Domain teams should own their data products, ensuring consistency at the source.
Data engineers shift from fixing ETL failures to partnering with teams, not to write ETL for them, but to help structure contracts, validation, and publishing mechanisms.
If no clear rules exist, a minimum viable contract (standard identifiers, timestamps, and formats) is required so the data remains well-formed and traceable.

A common misconception is that dumping everything into a warehouse solves the lack of domain expertise. It doesn’t.

Collecting raw data and hoping it will be cleaned later doesn’t solve the lack of domain expertise, it just defers the problem. If a team doesn’t understand their data enough to define it upstream, they will struggle to extract value from it downstream, leading to the same inconsistent mess.

Shift Left forces teams to think about data quality from the start, reducing downstream complexity and rework.

How Is This Different from a Data Mesh Approach?

Data Mesh and Shift Left share some ideas, both advocate for decentralizing data ownership and making teams responsible for their data. However, Shift Left is more about execution, it ensures that data is validated, transformed, and enriched before it moves downstream.

Key differences:

Data Mesh is primarily an organizational model, it distributes data ownership across teams but doesn’t prescribe how data should be processed.
Shift Left is an execution model, it ensures that data is cleaned, structured, and standardized at the source before it reaches consumers.

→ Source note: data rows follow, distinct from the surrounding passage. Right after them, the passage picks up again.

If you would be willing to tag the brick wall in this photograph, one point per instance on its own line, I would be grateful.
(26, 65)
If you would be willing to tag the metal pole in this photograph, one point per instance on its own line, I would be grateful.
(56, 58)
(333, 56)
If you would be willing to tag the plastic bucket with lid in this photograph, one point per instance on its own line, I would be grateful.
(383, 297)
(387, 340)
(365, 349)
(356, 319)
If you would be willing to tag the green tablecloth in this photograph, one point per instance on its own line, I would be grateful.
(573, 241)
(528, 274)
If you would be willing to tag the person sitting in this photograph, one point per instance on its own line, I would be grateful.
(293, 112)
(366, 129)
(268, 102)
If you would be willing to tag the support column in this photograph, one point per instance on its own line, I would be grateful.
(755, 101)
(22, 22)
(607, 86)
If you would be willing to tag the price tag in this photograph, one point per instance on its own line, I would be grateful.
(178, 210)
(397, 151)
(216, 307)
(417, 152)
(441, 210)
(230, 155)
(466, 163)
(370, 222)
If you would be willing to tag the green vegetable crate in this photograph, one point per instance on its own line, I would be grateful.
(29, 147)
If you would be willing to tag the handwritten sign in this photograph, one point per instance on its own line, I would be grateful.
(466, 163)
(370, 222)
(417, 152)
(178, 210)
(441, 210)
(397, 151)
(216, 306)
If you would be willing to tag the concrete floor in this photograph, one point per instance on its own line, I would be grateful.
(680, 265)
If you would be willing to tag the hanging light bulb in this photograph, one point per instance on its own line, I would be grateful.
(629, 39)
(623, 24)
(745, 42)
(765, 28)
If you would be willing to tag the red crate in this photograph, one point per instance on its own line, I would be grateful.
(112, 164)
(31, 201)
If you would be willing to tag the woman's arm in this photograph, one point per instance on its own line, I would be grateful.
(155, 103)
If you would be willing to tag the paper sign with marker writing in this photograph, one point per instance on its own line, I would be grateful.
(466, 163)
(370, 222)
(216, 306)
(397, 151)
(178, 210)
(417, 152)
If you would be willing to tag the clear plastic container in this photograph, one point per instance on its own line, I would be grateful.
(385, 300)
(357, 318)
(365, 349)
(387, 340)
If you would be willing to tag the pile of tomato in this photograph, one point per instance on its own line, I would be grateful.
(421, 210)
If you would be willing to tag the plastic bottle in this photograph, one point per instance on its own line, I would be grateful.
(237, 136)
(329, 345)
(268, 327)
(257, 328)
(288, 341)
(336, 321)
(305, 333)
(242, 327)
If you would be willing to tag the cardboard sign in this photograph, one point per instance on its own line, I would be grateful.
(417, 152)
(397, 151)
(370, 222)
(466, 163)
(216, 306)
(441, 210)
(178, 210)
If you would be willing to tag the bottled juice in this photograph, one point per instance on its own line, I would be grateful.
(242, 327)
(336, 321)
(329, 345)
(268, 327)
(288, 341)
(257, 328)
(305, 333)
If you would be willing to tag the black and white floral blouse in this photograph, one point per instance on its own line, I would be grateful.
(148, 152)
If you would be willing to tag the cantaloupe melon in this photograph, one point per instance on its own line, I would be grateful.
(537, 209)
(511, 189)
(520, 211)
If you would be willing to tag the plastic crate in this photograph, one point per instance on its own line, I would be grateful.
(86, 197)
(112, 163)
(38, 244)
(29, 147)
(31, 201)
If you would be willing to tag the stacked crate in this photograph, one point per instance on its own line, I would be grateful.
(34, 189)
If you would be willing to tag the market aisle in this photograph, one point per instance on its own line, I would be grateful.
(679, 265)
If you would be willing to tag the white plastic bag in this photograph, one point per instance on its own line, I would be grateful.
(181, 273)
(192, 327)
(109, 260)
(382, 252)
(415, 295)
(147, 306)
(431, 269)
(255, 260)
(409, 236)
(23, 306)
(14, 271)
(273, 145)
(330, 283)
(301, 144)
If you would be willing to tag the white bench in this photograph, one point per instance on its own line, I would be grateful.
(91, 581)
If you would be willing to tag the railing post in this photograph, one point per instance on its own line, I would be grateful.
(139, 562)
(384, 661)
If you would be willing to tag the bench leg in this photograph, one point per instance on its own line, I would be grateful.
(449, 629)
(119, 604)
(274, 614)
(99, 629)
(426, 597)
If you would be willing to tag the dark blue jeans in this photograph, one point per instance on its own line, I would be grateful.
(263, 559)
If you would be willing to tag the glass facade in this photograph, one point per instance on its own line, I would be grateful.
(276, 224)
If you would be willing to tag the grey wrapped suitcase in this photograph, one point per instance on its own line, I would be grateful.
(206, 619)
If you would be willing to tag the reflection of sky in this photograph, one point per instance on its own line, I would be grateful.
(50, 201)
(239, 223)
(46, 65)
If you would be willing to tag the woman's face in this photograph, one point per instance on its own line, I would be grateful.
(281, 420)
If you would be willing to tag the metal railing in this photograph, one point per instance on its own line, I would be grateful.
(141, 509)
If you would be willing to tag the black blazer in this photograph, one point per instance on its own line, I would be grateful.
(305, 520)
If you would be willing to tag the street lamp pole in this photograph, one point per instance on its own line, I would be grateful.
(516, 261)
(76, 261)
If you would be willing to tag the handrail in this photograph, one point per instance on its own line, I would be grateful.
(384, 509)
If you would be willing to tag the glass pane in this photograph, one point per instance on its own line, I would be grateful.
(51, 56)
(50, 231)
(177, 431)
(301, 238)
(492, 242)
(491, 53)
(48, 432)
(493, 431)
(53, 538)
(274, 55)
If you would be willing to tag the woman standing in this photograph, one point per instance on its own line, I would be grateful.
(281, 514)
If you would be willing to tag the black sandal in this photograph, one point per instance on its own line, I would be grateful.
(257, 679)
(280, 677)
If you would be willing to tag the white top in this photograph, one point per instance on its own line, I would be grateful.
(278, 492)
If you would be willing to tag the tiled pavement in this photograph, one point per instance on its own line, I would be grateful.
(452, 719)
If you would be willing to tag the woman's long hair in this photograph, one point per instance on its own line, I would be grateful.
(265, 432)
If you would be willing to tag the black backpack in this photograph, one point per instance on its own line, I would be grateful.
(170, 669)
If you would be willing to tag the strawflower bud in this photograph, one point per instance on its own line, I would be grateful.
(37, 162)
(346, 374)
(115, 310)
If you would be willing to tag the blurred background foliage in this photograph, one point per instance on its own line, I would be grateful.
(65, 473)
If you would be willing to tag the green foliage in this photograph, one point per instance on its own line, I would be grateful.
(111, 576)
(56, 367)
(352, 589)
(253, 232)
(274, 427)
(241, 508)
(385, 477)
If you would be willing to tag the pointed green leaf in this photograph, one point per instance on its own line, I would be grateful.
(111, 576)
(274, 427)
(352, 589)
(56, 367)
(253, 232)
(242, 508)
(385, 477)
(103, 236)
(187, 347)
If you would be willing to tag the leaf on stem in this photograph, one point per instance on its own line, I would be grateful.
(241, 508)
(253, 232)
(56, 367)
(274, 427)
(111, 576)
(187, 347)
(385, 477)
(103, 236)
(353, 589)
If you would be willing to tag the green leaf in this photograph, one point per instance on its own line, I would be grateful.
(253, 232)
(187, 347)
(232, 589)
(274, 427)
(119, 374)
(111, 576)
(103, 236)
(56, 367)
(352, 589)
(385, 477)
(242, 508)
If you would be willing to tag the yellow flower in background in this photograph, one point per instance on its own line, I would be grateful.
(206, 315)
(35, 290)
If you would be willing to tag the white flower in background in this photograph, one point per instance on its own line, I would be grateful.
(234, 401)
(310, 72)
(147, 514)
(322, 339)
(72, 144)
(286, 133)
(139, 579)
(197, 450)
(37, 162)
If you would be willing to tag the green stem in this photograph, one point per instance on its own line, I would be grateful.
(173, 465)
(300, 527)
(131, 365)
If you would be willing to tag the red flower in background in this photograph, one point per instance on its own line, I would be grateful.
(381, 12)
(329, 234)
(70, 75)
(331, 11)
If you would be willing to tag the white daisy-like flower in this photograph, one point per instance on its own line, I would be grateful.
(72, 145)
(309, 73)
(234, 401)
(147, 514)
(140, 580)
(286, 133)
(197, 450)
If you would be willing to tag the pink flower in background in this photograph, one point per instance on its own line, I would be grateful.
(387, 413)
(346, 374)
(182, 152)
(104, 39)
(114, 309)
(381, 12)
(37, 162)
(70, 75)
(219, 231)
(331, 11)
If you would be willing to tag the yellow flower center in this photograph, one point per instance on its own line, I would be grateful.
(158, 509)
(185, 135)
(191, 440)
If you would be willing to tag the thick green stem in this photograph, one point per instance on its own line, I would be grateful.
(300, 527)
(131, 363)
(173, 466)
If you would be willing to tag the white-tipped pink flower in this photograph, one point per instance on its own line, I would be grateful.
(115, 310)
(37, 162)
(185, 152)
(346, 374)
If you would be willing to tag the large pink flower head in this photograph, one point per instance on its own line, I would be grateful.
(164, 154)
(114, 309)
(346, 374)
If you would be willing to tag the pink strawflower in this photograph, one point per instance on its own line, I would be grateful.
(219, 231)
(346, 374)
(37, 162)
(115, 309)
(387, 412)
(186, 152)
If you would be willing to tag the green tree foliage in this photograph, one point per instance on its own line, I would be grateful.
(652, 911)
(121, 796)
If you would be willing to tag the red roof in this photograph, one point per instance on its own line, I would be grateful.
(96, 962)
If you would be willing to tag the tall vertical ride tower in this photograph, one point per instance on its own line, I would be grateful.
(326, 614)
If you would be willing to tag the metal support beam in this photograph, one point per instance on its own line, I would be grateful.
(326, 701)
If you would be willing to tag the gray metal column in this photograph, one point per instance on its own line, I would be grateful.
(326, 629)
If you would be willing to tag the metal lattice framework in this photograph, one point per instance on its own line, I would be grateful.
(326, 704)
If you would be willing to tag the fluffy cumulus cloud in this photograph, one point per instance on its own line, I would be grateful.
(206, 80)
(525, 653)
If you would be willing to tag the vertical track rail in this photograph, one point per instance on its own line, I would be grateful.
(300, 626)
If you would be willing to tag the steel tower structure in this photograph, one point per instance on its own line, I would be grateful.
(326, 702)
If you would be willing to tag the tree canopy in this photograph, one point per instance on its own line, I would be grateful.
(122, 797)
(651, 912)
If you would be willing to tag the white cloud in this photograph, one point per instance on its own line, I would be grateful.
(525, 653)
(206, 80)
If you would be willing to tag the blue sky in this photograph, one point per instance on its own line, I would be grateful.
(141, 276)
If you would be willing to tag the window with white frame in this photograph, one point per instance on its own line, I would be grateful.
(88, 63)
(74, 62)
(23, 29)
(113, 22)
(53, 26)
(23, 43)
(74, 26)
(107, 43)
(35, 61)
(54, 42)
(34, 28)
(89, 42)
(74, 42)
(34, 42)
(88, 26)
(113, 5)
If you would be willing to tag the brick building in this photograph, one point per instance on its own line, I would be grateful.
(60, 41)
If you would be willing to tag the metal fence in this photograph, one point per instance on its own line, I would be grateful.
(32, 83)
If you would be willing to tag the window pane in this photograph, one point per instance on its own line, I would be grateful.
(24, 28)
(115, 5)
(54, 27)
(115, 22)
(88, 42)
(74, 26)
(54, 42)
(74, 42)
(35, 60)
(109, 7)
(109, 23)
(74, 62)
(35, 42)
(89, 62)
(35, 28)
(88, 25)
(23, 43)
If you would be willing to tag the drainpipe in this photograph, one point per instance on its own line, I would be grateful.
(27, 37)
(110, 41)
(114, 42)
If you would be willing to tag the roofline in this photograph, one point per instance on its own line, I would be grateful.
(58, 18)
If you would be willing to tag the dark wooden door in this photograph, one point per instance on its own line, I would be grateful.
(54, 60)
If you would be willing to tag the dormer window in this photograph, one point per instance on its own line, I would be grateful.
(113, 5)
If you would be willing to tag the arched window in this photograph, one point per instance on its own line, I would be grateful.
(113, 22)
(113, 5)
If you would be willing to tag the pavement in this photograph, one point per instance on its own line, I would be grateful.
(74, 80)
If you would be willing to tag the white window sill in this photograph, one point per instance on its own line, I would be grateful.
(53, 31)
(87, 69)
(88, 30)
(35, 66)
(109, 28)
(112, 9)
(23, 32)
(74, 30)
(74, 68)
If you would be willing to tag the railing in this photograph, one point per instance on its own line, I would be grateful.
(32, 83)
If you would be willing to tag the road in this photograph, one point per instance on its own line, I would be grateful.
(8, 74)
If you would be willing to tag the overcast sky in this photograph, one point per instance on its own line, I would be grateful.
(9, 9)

You can adopt Data Mesh without Shift Left, but you’ll still have the same data quality issues if transformation happens too late. Shift Left makes a Data Mesh approach more effective by reducing redundant work across pipelines.

Won’t This Overload Transactional Systems?

No, because:

Real-time stream processing (Flink, Kafka Streams) handles transformation, not the OLTP database.
CDC extracts updates non-intrusively, ensuring minimal impact on transactional workloads.
Event-driven validation ensures data is structured correctly before landing in a warehouse or lake.

The goal isn’t to push analytical workloads onto OLTP databases, it’s to validate and enrich data as it moves, leveraging event-driven architectures to handle scale efficiently.

By addressing these concerns directly, organizations can confidently move toward a Shift Left model that optimizes their data infrastructure for the future.

The Future of Data Engineering is Shift Left

The old way, letting every team fend for themselves, writing brittle ETL for a dozen variations of the same dataset, creates a maintenance nightmare and is unfair to the data teams that get stuck with disentangling the mess. Shift left. Make clean, high-quality data a first-class product, not an afterthought.

Shifting left means treating data as a product, not an afterthought.

Standardization and transformation should happen at the source, not after the fact.
Governance should be proactive, using schema registries and contracts instead of cleanup teams.
Data teams should be in the critical path, not relegated to janitorial work.
Just like in security and DevOps, companies that adopt Shift Left will outpace their competition.

No one studied computer science so they could spend their work life cleaning data. So, why are we still defending architectures and processes built for the constraints of 20 years ago?